People in any specific area of research all have a collaborative approach to taking things forward along the lines they think correct.

These are the peers who get asked to review, because the are “knowledgeable” in the area.

So if “your” research produces the outcomes that support the current collective view of that group, what incentive is there for “me” to criticise your work? I wouldn’t want to start undermining the whole foundations of the work we do, nor would I want “you” to later examine my projects with the same scrutiny.

So methods that might be dubious pass peer reviews, and the more often they do, the more they become accepted as standard, and the harder it becomes to critically assess them.

Group-think thus gets given authority, which becomes more and more difficult to question as time goes on, and as the original authors become increasingly senior and established.

Meh
The last few years have clearly shown us that peer review is more about cultural compliance than substance. Popular but wrong = popular. Unpopular but right = wrong.

The original mistake here is thinking about quality control as a step, rather than a process. There is no perfect process, especially one that doesn't allow for corrections. Real scientists keep poking and breaking ideas. Pseudoscientists rubberstamp everything in the expectation of the same.
 
I just caught up with this article today, and very much liked it. I also enjoyed the self published paper on some of his latest research, which as he says, is far more readable than if he'd put it into psych jargon for journal publication.
 
I just watched the youtube critique. This man is my new hero!
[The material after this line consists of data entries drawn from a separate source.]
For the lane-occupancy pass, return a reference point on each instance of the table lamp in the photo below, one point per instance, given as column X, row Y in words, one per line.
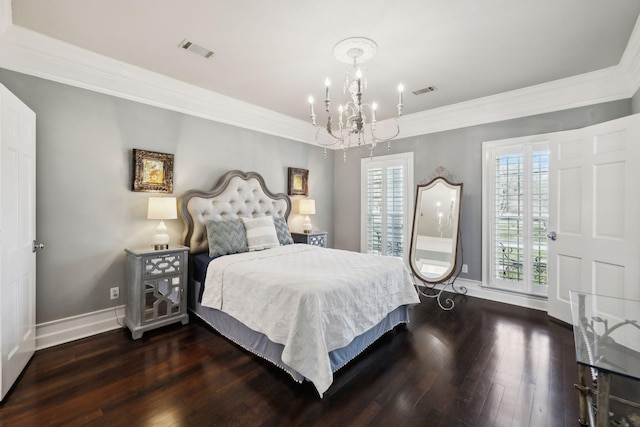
column 307, row 207
column 161, row 208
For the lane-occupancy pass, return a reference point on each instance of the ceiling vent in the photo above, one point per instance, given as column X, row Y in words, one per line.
column 192, row 47
column 424, row 90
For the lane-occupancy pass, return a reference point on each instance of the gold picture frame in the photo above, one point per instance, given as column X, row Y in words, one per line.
column 152, row 172
column 298, row 182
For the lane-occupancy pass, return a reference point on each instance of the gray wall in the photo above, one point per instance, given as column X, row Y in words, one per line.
column 460, row 151
column 86, row 213
column 635, row 103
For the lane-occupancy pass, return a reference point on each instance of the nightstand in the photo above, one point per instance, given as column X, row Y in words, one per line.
column 156, row 288
column 316, row 238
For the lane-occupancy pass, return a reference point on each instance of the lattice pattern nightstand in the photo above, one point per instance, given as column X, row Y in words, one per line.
column 316, row 238
column 156, row 291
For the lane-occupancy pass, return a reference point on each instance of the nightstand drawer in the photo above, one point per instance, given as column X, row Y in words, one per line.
column 316, row 238
column 157, row 288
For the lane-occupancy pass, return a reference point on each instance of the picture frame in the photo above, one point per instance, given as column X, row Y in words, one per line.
column 152, row 171
column 298, row 182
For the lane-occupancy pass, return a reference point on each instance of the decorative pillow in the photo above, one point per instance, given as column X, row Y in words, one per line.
column 226, row 237
column 282, row 230
column 261, row 233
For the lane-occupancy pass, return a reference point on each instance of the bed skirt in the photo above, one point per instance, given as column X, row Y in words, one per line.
column 258, row 343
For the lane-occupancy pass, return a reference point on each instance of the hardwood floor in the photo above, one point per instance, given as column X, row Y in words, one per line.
column 482, row 364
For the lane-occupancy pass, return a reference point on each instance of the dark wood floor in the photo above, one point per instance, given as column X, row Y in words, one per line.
column 482, row 364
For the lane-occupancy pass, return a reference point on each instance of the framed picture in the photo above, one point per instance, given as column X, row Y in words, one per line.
column 152, row 172
column 298, row 182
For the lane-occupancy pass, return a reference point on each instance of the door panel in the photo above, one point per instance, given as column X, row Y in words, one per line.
column 17, row 233
column 594, row 209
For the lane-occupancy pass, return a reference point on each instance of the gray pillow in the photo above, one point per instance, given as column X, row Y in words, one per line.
column 261, row 233
column 226, row 237
column 282, row 230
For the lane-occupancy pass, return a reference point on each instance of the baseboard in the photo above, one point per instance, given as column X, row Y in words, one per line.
column 475, row 289
column 85, row 325
column 73, row 328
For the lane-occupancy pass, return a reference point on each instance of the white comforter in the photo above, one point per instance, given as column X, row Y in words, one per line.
column 312, row 300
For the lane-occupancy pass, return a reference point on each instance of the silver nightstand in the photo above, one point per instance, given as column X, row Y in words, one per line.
column 316, row 238
column 156, row 288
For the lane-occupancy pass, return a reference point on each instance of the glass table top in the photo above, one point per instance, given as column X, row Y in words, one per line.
column 607, row 333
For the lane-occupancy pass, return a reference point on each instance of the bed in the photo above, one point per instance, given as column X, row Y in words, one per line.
column 308, row 310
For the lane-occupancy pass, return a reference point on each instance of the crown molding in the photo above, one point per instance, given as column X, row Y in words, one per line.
column 31, row 53
column 5, row 15
column 34, row 54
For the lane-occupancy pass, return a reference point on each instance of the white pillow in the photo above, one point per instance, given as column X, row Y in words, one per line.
column 261, row 233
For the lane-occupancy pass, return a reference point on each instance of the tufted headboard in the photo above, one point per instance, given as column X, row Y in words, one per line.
column 237, row 194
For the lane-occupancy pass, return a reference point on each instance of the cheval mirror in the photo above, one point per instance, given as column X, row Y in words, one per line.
column 435, row 237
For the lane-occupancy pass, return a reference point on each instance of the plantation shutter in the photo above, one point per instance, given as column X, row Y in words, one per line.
column 386, row 204
column 519, row 212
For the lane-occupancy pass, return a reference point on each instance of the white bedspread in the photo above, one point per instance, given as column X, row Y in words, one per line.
column 312, row 300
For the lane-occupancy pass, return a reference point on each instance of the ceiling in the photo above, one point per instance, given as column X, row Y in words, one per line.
column 274, row 54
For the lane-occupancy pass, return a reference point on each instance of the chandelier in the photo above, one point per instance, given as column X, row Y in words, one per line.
column 356, row 121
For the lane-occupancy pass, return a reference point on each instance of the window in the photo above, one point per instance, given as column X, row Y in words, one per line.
column 386, row 200
column 515, row 215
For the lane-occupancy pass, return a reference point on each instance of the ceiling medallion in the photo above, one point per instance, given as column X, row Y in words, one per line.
column 356, row 120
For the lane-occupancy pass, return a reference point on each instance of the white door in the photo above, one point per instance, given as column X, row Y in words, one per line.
column 17, row 234
column 595, row 213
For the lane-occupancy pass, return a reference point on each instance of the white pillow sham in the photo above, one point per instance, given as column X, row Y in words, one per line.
column 261, row 233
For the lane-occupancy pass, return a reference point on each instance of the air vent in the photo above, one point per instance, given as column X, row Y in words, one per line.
column 424, row 90
column 192, row 47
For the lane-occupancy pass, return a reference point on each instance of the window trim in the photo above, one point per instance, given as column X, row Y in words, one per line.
column 406, row 159
column 514, row 145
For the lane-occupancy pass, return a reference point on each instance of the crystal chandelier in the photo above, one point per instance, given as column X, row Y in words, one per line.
column 356, row 122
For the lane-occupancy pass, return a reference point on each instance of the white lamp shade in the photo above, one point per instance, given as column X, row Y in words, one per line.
column 162, row 208
column 307, row 207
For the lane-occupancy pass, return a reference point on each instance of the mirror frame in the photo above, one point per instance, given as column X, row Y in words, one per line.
column 455, row 235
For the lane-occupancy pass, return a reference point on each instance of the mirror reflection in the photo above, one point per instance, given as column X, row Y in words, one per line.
column 434, row 239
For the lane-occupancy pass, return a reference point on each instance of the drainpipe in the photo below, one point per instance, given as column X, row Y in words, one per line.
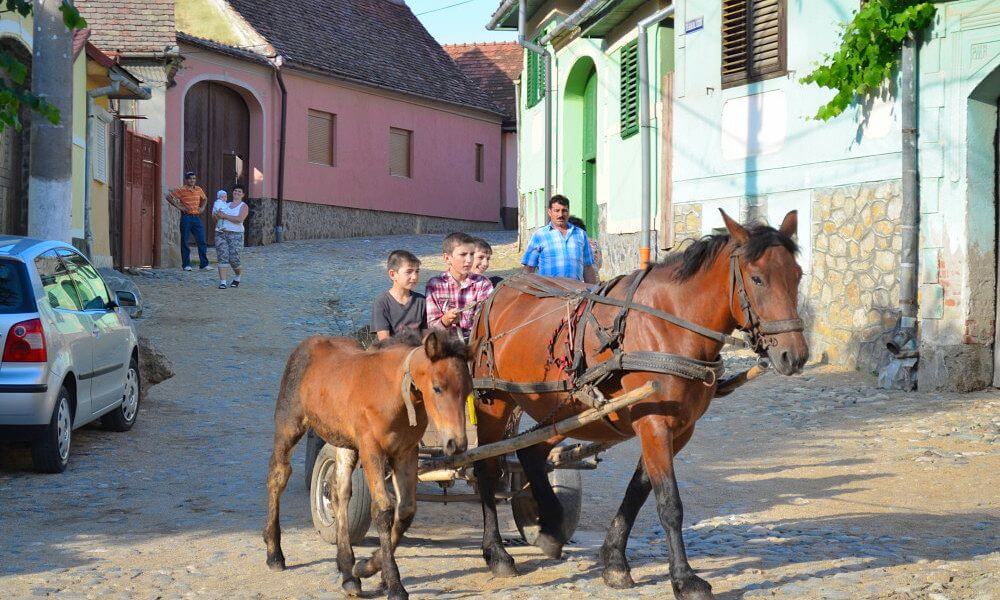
column 905, row 339
column 279, row 223
column 645, row 131
column 522, row 26
column 117, row 83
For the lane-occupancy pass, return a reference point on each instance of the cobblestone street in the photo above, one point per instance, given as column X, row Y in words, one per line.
column 816, row 486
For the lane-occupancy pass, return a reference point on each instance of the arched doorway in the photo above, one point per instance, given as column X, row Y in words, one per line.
column 216, row 140
column 14, row 146
column 580, row 143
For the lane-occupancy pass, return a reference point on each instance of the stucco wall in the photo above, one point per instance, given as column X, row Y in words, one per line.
column 443, row 163
column 303, row 221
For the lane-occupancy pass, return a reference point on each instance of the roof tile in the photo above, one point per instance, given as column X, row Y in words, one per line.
column 493, row 66
column 130, row 25
column 379, row 42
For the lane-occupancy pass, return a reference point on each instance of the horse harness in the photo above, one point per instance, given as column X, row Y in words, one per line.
column 584, row 378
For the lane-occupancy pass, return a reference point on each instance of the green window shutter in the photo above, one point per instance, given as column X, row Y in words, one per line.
column 629, row 92
column 535, row 85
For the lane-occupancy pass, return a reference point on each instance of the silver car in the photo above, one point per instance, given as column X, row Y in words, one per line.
column 70, row 354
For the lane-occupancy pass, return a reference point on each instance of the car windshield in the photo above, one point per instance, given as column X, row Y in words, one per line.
column 15, row 295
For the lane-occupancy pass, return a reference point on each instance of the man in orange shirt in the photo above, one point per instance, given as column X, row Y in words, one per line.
column 191, row 200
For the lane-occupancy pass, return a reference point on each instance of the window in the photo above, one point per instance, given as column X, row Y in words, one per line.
column 535, row 86
column 15, row 293
column 400, row 152
column 57, row 283
column 479, row 162
column 753, row 40
column 629, row 91
column 93, row 293
column 322, row 136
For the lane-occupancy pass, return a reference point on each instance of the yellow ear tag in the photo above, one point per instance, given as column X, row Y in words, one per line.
column 471, row 406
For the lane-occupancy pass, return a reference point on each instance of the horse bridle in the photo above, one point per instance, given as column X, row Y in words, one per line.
column 761, row 332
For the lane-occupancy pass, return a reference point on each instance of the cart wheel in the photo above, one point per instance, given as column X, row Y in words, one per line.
column 568, row 486
column 323, row 499
column 566, row 483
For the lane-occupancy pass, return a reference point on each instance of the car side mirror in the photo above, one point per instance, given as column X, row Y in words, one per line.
column 126, row 299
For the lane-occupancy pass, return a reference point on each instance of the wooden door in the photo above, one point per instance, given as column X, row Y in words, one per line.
column 141, row 212
column 216, row 141
column 589, row 167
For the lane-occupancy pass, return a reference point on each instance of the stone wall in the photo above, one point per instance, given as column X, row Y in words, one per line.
column 687, row 224
column 854, row 284
column 304, row 221
column 849, row 295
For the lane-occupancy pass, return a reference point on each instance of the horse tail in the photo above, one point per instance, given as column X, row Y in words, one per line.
column 288, row 394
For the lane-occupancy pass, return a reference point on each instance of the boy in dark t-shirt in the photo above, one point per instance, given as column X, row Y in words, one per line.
column 400, row 307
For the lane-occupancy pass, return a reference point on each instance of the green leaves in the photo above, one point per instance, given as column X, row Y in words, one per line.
column 71, row 16
column 15, row 89
column 869, row 51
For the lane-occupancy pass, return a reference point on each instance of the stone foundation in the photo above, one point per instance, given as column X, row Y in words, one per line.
column 955, row 368
column 303, row 221
column 854, row 284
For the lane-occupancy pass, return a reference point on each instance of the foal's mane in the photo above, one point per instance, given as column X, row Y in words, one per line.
column 699, row 255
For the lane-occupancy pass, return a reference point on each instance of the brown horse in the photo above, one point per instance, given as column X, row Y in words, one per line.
column 373, row 405
column 745, row 280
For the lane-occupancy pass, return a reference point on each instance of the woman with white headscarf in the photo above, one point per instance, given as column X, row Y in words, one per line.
column 229, row 234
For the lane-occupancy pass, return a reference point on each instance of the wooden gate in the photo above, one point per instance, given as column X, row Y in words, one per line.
column 216, row 141
column 141, row 210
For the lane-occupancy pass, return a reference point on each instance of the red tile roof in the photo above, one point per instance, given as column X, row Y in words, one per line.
column 376, row 42
column 493, row 66
column 130, row 25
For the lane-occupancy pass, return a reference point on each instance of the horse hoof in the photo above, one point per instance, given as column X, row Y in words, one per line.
column 276, row 562
column 352, row 587
column 618, row 579
column 549, row 545
column 692, row 588
column 503, row 569
column 364, row 569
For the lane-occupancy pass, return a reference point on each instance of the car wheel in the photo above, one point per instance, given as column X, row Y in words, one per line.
column 122, row 418
column 50, row 453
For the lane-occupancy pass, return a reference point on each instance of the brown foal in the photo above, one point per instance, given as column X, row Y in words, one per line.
column 357, row 401
column 696, row 285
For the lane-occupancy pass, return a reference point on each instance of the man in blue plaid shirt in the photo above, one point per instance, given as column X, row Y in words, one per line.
column 559, row 249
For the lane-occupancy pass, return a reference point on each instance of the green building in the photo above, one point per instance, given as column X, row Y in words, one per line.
column 730, row 127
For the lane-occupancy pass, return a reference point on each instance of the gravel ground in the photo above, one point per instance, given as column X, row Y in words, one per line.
column 816, row 486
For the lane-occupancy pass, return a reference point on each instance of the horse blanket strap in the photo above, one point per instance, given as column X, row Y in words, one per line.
column 502, row 385
column 407, row 386
column 785, row 326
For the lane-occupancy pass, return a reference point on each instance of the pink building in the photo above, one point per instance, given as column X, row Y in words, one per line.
column 494, row 66
column 382, row 132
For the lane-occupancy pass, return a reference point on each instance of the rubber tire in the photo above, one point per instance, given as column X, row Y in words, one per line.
column 566, row 483
column 116, row 419
column 359, row 510
column 45, row 454
column 568, row 486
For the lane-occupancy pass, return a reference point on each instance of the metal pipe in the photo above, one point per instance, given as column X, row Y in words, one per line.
column 910, row 186
column 645, row 131
column 117, row 82
column 279, row 223
column 522, row 25
column 574, row 19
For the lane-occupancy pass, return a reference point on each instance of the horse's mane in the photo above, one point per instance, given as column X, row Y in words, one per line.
column 686, row 263
column 453, row 347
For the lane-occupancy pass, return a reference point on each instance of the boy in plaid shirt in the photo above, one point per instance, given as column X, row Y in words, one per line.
column 453, row 295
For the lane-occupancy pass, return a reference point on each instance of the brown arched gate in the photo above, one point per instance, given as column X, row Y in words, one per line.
column 216, row 140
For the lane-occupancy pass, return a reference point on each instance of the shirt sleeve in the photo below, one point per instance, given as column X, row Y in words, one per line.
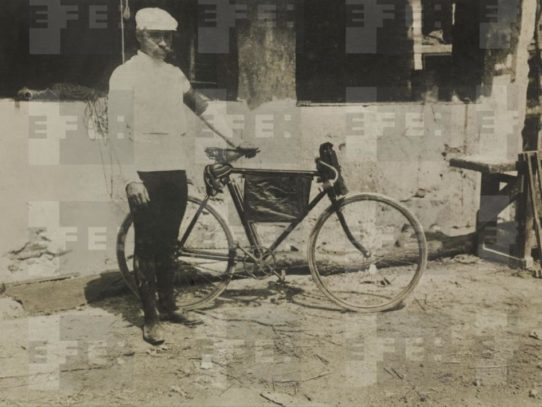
column 185, row 83
column 120, row 116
He went at my non-scientist speed with his explanation and I understood the whole lot without glazing over and giving up.

It looks like such a basic mistake I don't understand why it wasn't picked up before publication, let alone by peer review. Is it because there's such a lot of data in these studies that even the authors get confused with the logic and calculations?


Sorry to make a little diversion... Thank you very much @oldtimer ! My 2 statistics math classes go back several decades and this Dr explains wonderfully well why the conclusion of this article is outrageously distorted.
 
Sorry to make a little diversion... Thank you very much @oldtimer ! My 2 statistics math classes go back several decades and this Dr explains wonderfully well why the conclusion of this article is outrageously distorted.

He explains the most outstanding problem, perhaps.
But as far as I can see he has accepted other aspects of the study as valid which look extremely shaky to me. He seems happy that the true incidence of 'POTS' increased in both vaccination and infection groups and that this must be due to the vaccine or infection. I don't think you can draw any conclusion like that.

The recent health context has been very complicated and rates of diagnosis of POTS may be changing for all sorts of spurious reasons. The simplest suggestion is that with all the media coverage doctors are more aware of the commercial potential of diagnosing POTS. Another is that doctors have been alerted to POTS. And one can go on for ever.